After a brief resting spell the lines were reformed and the fighting was resumed. The space between the second and the third lines was a wide one, and the country was hilly, with numerous lanes and ravines. These were being held in greater or less force by enemy troops posted in advantageous positions supported by machine guns, while beyond them their big guns kept up a heavy fire to prevent the Allied advance.
To clean these up and get ready for an attack upon the third line was a work of hours, as every foot of advance was bitterly contested by the Germans, who had now recovered from their surprise and fought desperately to stem the tide that had overwhelmed their first position.
There were two or three villages in the fighting zone and one town of considerable size. Not that it was a town now in any real sense of the word. What had once been houses were now mere pitiful heaps of wood and stone and mortar, and their inhabitants had long since been dispossessed or slain. It stood gaunt and desolate and forbidding in its mute protest against the pitiless storm of war to which it had fallen a victim.
In cleaning out a particularly obnoxious nest of machine gun positions Frank and his friends had been kept busy until nearly noon. But at last the guns were silenced and the crews wiped out or captured.
The boys started to regain their main force, but the country was unfamiliar and they took a turning in the road which led toward the German lines instead of toward their own.

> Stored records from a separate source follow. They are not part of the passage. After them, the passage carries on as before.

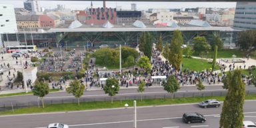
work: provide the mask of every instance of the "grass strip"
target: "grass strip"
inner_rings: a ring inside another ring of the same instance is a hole
[[[49,92],[56,92],[56,91],[59,91],[59,89],[50,89]],[[1,95],[0,95],[0,97],[11,97],[11,96],[16,96],[16,95],[32,95],[32,94],[33,94],[32,91],[29,91],[27,93],[21,92],[21,93],[9,93],[9,94],[1,94]]]
[[[217,99],[223,101],[225,96],[205,96],[205,99]],[[174,98],[172,101],[171,98],[165,99],[136,99],[137,106],[149,106],[149,105],[171,105],[180,103],[199,103],[203,101],[203,97],[179,97]],[[255,95],[250,94],[245,96],[245,99],[256,99]],[[57,112],[57,111],[81,111],[97,109],[111,109],[117,107],[124,107],[125,104],[127,103],[129,106],[133,105],[134,100],[122,100],[113,101],[111,104],[111,101],[90,101],[81,102],[79,106],[77,102],[72,103],[59,103],[45,105],[45,108],[38,108],[37,106],[31,107],[28,108],[15,109],[14,113],[11,111],[0,112],[0,115],[11,115],[11,114],[24,114],[24,113],[46,113],[46,112]]]

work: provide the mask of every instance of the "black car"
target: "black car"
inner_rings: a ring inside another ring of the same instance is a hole
[[[183,119],[183,121],[187,123],[195,122],[204,123],[206,121],[206,118],[203,115],[195,112],[184,113]]]

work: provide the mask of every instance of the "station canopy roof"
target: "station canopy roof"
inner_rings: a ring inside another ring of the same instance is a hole
[[[203,27],[211,27],[211,25],[209,25],[208,22],[205,21],[191,20],[187,24],[194,26],[201,26]]]

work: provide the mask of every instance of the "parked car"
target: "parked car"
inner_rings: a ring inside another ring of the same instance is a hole
[[[207,99],[205,101],[199,103],[200,107],[219,107],[221,106],[221,103],[217,99]]]
[[[243,121],[243,128],[256,127],[256,125],[251,121]]]
[[[184,113],[183,116],[183,121],[187,123],[195,122],[204,123],[206,121],[206,118],[203,115],[195,112]]]
[[[69,126],[67,125],[56,123],[49,124],[47,128],[69,128]]]

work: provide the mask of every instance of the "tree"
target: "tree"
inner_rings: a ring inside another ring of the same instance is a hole
[[[113,103],[113,97],[115,94],[118,94],[120,87],[118,85],[118,80],[114,77],[109,77],[106,80],[106,85],[104,86],[103,90],[105,94],[109,94],[111,97],[111,103]]]
[[[102,63],[104,64],[105,60],[108,59],[110,55],[111,49],[109,47],[102,47],[97,49],[96,51],[91,55],[91,57],[101,59],[102,61]]]
[[[145,44],[143,53],[151,59],[152,56],[152,37],[149,32],[147,33],[146,43]]]
[[[69,83],[69,87],[67,89],[67,92],[69,94],[71,93],[75,97],[77,98],[78,105],[80,105],[79,98],[83,95],[85,89],[85,86],[82,85],[80,81],[76,79]]]
[[[144,53],[145,45],[146,44],[146,33],[143,31],[139,39],[139,50]]]
[[[33,95],[41,98],[43,108],[45,108],[43,97],[49,93],[49,84],[47,83],[35,81],[35,85],[33,87]]]
[[[239,37],[235,43],[235,46],[241,49],[253,51],[253,47],[256,47],[256,30],[246,30],[239,33]]]
[[[187,59],[189,59],[189,57],[191,57],[192,54],[194,53],[195,51],[191,50],[191,47],[189,46],[189,43],[187,43],[187,47],[183,48],[183,53],[185,56],[187,56]]]
[[[141,57],[138,63],[137,63],[137,65],[139,67],[143,67],[145,69],[151,69],[151,65],[150,63],[149,59],[147,56]]]
[[[243,126],[245,87],[242,80],[241,70],[237,67],[231,78],[228,81],[229,89],[221,113],[220,128],[237,128]]]
[[[217,52],[218,52],[218,46],[215,45],[215,48],[214,49],[214,55],[213,55],[213,67],[212,67],[213,70],[215,67]]]
[[[160,53],[163,51],[162,36],[160,36],[159,40],[158,41],[157,45],[155,45],[155,47],[157,48],[157,50],[160,51]]]
[[[183,55],[183,49],[181,45],[183,43],[183,37],[181,35],[181,31],[175,30],[173,31],[173,36],[171,38],[171,48],[169,51],[168,60],[177,71],[181,64]]]
[[[173,93],[181,89],[179,83],[174,75],[170,75],[167,78],[167,81],[164,83],[163,86],[164,90],[167,91],[168,93],[171,93],[171,100],[173,100]]]
[[[141,93],[141,101],[142,101],[142,93],[145,91],[145,85],[146,85],[146,82],[145,81],[141,81],[141,83],[139,84],[139,88],[137,89],[138,93]]]
[[[198,79],[198,83],[195,85],[197,86],[197,89],[200,91],[199,93],[199,97],[201,95],[201,91],[204,90],[205,89],[205,87],[203,85],[202,81],[200,78]]]
[[[221,41],[219,35],[213,37],[210,41],[210,45],[211,50],[215,50],[215,47],[218,46],[218,50],[221,50],[223,48],[223,42]]]
[[[132,66],[134,64],[134,58],[133,56],[130,55],[127,57],[127,63],[129,67]]]
[[[193,46],[195,52],[200,55],[202,53],[206,52],[209,49],[209,46],[207,46],[207,42],[205,37],[197,36],[194,37],[193,40]]]
[[[119,61],[119,51],[114,49],[111,49],[110,51],[110,61],[112,62],[113,67],[115,67],[115,63]]]
[[[116,49],[119,51],[119,47],[117,47]],[[138,57],[138,51],[136,49],[129,47],[121,47],[121,57],[123,60],[124,63],[125,63],[126,59],[130,55],[133,56],[133,58],[137,58]]]
[[[165,57],[166,59],[168,59],[168,55],[169,55],[169,46],[168,46],[168,42],[166,42],[165,48],[163,49],[163,56]]]

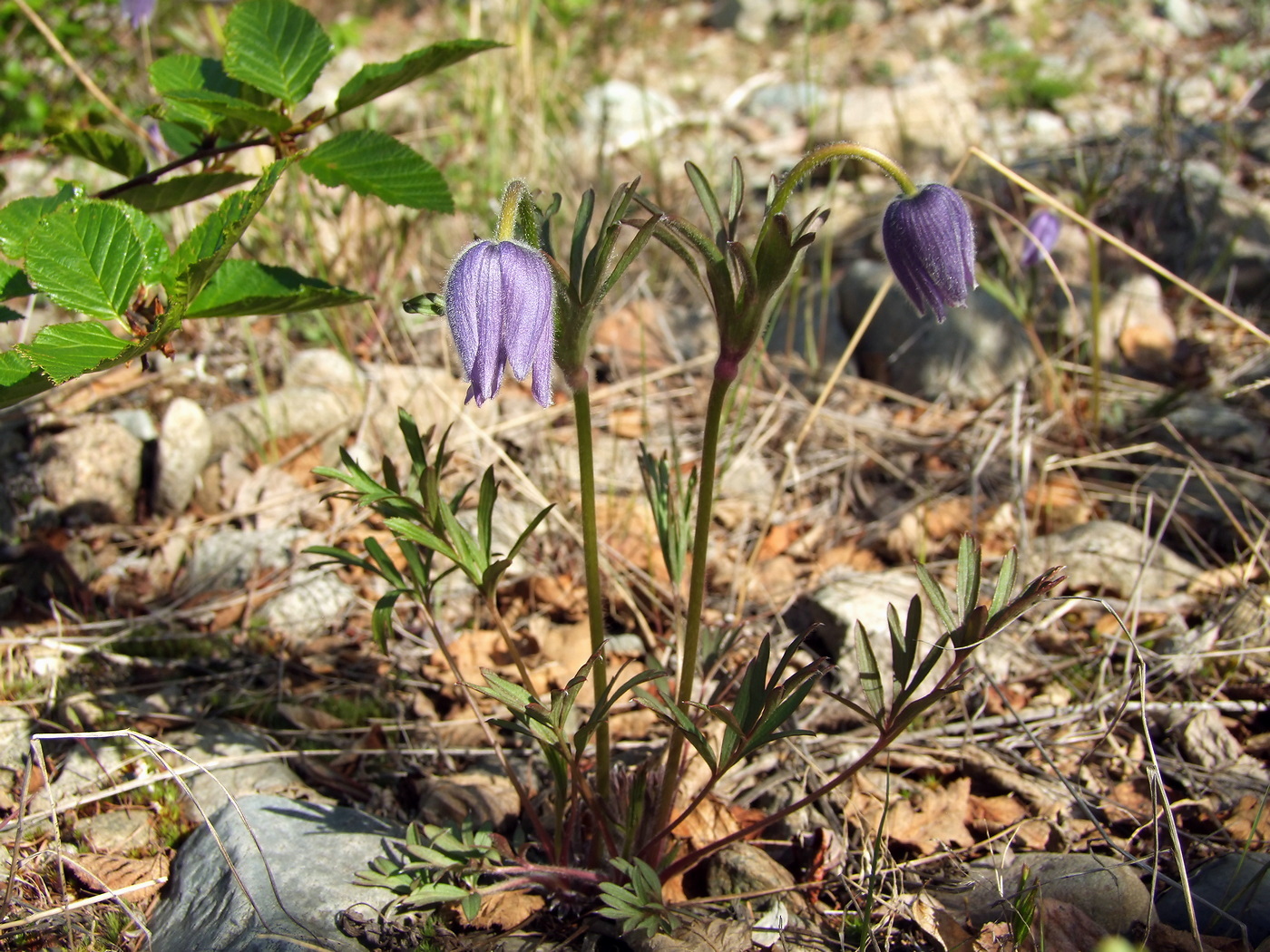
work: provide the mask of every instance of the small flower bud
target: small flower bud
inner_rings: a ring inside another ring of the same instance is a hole
[[[1035,268],[1044,259],[1041,249],[1048,254],[1058,244],[1058,232],[1063,225],[1058,216],[1049,208],[1040,208],[1033,212],[1027,220],[1027,231],[1024,232],[1024,250],[1019,255],[1019,264],[1024,268]]]
[[[551,406],[555,284],[551,265],[516,241],[476,241],[446,277],[446,317],[471,381],[467,399],[480,406],[498,393],[503,371],[525,380],[533,371],[533,399]]]
[[[895,279],[919,312],[944,320],[975,288],[974,226],[961,195],[930,184],[886,208],[881,242]]]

"Gee!" remarked Tom as they trudged along, "maybe I'm not tired. My feet feel as though they weighed a ton."
"Perhaps they do," gibed Billy unfeelingly. "Considering the size of them, I should say a ton was just about right."
"I notice your hoofs are not so small," retorted Tom. "But how much longer is this hike going to take?"
"Search me," responded Frank. "To tell the truth, I'm twisted up about the direction. Seems to me we ought to strike some of our troops soon."
"It would be funny if we walked straight into the German lines," observed Billy.